So you’ve looked at modern yurts and you’re convinced you’d love to live in such a structure. The seller tells you all the wonders of the yurt (there are many) and you are more excited than ever. He is presented with the price tag and learns that yurts cost between one tenth and one fifth of a similarly sized bungalow. They tell you that a yurt can be put together in a couple of days. So, knowing that you’ll be mortgage-free the instant the house is built, and that you’ll be living in this space-age creation (which was first built several thousand years ago in the Slavic and Mongolian regions), you jump to the opportunity to go to the bare minimum with this unique idea. But there is much more to consider before you buy!
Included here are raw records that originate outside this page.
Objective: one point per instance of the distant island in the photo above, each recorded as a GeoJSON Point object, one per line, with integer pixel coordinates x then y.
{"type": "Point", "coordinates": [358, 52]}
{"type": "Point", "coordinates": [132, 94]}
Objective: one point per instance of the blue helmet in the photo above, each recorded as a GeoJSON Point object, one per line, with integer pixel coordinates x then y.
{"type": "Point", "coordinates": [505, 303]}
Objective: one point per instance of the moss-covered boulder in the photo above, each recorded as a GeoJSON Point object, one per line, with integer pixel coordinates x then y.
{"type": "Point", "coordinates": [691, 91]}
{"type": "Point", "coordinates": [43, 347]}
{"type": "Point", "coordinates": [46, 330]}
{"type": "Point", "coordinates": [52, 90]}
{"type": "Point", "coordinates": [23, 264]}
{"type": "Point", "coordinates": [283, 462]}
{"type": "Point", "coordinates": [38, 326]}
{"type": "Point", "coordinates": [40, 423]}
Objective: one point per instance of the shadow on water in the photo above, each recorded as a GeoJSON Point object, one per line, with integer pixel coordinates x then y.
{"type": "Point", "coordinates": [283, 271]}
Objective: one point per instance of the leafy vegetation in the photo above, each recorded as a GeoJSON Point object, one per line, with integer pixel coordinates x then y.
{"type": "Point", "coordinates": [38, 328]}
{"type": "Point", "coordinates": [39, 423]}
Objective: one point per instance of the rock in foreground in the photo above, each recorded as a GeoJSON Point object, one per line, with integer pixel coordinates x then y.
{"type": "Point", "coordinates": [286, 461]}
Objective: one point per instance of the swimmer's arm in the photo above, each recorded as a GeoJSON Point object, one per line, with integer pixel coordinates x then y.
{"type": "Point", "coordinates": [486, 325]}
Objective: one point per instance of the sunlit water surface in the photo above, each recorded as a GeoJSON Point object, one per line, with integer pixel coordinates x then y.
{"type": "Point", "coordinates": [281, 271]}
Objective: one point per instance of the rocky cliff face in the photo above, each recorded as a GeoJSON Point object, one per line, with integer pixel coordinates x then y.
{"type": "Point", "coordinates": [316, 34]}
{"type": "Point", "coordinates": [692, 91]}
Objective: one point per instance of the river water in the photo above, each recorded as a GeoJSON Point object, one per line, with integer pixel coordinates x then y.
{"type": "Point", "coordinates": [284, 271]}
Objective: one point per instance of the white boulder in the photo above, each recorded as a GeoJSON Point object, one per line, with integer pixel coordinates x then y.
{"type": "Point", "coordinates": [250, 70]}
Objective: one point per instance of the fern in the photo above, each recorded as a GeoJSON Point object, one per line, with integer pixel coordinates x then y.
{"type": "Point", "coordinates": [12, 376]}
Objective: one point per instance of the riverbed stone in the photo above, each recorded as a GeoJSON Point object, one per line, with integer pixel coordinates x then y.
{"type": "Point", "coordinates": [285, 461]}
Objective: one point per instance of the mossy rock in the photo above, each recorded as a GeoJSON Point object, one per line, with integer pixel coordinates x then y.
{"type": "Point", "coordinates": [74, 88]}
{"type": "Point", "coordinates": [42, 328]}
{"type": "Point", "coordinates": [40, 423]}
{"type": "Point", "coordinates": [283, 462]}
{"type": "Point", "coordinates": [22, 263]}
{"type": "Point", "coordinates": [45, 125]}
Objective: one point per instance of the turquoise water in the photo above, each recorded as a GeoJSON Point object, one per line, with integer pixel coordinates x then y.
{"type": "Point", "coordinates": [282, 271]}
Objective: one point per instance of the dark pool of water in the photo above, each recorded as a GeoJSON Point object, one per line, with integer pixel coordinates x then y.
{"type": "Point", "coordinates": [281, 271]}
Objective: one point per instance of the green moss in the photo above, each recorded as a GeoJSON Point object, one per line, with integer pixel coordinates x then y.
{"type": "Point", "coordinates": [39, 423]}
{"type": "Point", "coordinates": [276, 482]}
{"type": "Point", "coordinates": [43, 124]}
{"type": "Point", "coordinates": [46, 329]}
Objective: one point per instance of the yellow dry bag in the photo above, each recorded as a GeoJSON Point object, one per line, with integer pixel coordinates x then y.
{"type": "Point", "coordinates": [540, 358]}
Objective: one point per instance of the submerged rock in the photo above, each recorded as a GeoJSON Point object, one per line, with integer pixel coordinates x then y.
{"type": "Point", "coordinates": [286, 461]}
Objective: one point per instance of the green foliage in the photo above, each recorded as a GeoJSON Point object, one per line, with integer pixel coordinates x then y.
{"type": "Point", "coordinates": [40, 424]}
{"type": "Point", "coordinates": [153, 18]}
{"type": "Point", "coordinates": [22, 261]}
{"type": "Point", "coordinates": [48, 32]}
While yurts have wide appeal, and while there are many advantages to living in a yurt, there are myriad drawbacks, impediments, and drawbacks to consider, as well as significant design and sizing options, depending on your region and geography.

Before we get into design considerations, reflect on some of the more obscure issues that become very important once you’ve moved. In our place, for example, we communicate with nature in a very intimate way, with black bears, deer, raccoons and skunks, wolves and coyotes, weasels, mice, squirrels, an army of insects, snakes, birds, etc. This interaction with nature is, for the most part, enjoyable.

However, when the bear gets up close and personal, you don’t want to be cooking inside a flexible-walled yurt with plastic windows. A solid-walled, raised off the ground yurt is a must.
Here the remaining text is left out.